Private analysis of Palestinian Christians and Samaritans comparing them to Palestinian Muslims shows more Arabian-like ancestry and less Iranian-like ancestry in the non-Muslim Palestinian minorities, who, like Lebanese Christians also do not show much cosmopolitan ancestry from Africa and Asia (I double-checked this myself with the genotype of Richard Hanania, who is half Palestinian Christian and half Jordanian Christian, and all this is true in his case). So, with Muslim Palestinian populations, you have migration from elsewhere enriching them for more Iranian-like and African ancestry atop the primary Levantine genetic stock shared with their Christian and Samaritan neighbors.
So, who are the actual indigenous people of Israel, the West Bank and Gaza? If by this you mean those populations with the deepest and most substantial genetic roots in a geographical region, then that would be Palestinian Christians and Samaritans. …
There’s a bit of irony in that result. If you recall, the Bible portrays the Samaritans as a sort of mongrel population. So we end up with the spectacle, not really so surprising, of a substantially European demographic group, driven by a non-reality based ideology, invading a territory and attempting to cleanse it of its millenia old population.
Mark,
Apologies if my phrasing seems a bit hazy and somewhat sardonic but I'm at the point where hearing some group is trying to make a better claim on a certain part of this planet rather whimsical. Why the Levant or areas around it belongs to one particular group is somewhat laughable when you compare something similar happening in any of the Americas, Great Britain and other spots around the globe.

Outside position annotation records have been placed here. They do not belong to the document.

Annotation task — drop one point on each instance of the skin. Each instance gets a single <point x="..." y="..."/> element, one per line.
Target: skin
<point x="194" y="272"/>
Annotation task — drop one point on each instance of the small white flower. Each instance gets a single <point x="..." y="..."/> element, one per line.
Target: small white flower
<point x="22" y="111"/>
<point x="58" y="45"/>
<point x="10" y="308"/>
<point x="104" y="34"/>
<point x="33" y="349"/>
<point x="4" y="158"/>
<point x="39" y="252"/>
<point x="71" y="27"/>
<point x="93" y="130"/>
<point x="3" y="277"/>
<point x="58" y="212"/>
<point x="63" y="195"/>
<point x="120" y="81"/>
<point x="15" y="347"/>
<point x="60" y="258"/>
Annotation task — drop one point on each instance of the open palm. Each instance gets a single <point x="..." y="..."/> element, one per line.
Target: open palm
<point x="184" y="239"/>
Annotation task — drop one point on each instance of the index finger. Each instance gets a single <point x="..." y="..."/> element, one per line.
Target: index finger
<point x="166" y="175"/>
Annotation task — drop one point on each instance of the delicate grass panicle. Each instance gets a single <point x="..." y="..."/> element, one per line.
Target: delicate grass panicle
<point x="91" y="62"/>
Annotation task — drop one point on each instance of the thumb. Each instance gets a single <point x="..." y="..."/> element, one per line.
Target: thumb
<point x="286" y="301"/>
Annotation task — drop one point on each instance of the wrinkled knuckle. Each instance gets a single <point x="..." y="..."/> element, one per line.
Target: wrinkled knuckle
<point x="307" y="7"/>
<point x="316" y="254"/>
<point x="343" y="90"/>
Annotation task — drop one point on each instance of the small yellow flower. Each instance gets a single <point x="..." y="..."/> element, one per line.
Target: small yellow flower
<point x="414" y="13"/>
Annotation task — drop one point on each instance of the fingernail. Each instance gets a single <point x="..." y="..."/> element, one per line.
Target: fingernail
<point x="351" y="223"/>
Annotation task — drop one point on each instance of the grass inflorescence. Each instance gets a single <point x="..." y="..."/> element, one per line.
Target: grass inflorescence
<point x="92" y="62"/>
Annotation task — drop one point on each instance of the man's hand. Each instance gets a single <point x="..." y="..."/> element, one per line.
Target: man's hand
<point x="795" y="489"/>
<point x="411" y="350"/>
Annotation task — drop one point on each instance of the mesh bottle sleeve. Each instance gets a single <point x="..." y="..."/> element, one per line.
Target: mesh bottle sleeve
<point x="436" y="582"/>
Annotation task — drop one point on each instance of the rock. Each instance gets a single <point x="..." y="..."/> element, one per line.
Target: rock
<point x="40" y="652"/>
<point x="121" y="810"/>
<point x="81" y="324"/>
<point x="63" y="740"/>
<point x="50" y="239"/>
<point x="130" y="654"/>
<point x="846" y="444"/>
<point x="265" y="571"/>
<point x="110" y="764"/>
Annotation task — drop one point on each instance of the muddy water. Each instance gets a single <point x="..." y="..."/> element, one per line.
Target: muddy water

Should North America be turned over to the Natives; Central/South America to the Mayan or Aztecs; Great Britain to the Picts etc.?
People and populations are fluid. History has shown this to be the case time and time again. 😏
As stated earlier, this may not be as eloquent as I'd like as I'm currently enjoying the company of children and great grandchildren far from my normal abode. And loving every minute of it.
Cheers 🍻
Add to that the Ashkenazi Levites are R1a and Cohen split between J1 and J2, the whole thing becomes a convoluted mess.